ChatGPT challenges traditional teaching
This new software is causing concerns with its potential usage for plagiarism.
February 6, 2023
“Write me an article on the implications of generative AI on education.” The notion of typing an 11-word prompt into an online chatbot and receiving a coherent response seems far-fetched, but it has become a reality with the arrival of ChatGPT.
ChatGPT was launched in November 2022 by the artificial intelligence (AI) research company, OpenAI, whose “mission is to ensure that artificial general intelligence benefits all of humanity.” Its newest chatbot has certainly had a far-reaching impact, but its benefits have also ushered in disruptions within entire industries and the education system. The chatbot is versatile, formulating emails, blog posts and even poetry.
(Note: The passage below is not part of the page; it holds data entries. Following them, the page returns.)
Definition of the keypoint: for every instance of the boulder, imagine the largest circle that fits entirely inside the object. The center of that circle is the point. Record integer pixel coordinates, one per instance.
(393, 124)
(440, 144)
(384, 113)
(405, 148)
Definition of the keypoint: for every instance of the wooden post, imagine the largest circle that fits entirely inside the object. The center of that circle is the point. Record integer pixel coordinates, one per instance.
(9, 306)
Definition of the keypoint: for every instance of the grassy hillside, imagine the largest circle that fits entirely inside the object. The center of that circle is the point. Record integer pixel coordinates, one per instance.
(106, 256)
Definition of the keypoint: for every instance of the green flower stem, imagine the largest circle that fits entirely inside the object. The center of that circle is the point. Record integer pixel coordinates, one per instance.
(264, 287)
It is capable of emulating human speech through a machine learning method conditioned to generate text in a conversational tone.
The advent of ChatGPT is a critical moment to reevaluate our educational system. Technology like ChatGPT will remain and cannot be cast aside; it is a symbol of the world we are moving towards. Educators and students need to learn how to use it as a resource to teach critical reasoning. ChatGPT can synthesize information, but it lacks depth. Educators across California have proposed to integrate ChatGPT as an opportunity for students to refine their writing skills through assessing how an AI-generated response could be improved upon.
Students often resort to mechanisms of cheating out of desperation or a lack of understanding, making ChatGPT’s instant generation of coherent knowledge seem especially alluring. ChatGPT can supplement learning writing, but it cannot replace it. Every student needs to realize that they wield a distinct, individual voice that cannot be replicated by a machine. Educators can reconfigure their classrooms to prevent student usage of ChatGPT through encouraging them to appreciate the writing process and seek assistance when needed.
The popularization of ChatGPT gives educators an opportunity to reflect on how they can pivot towards designing a curriculum that entails deeper, more sophisticated thinking that cannot be achieved by automation. ChatGPT can be harnessed to model concepts for students, synthesizing examples within minutes for students to comment on and giving way to a more interactive, inquiry-based learning environment. The bot can also promote information literacy through allowing students to amend the factual inaccuracies it reports. ChatGPT doesn’t restrict thinking; it can potentially open a repository of information for students to explore.
Some students fantasize that essay writing will be outsourced by ChatGPT. However, we must realize it is a machine, not a human. Although it has been regarded as a force that will surely revolutionize the future, ChatGPT merely generates words; it will never be able to understand, rendering the automation of communication futile. The individuality of human expression is what transcends beyond generative AI, and it cannot be co-opted by a machine to suppress the emotion and creativity within written communication.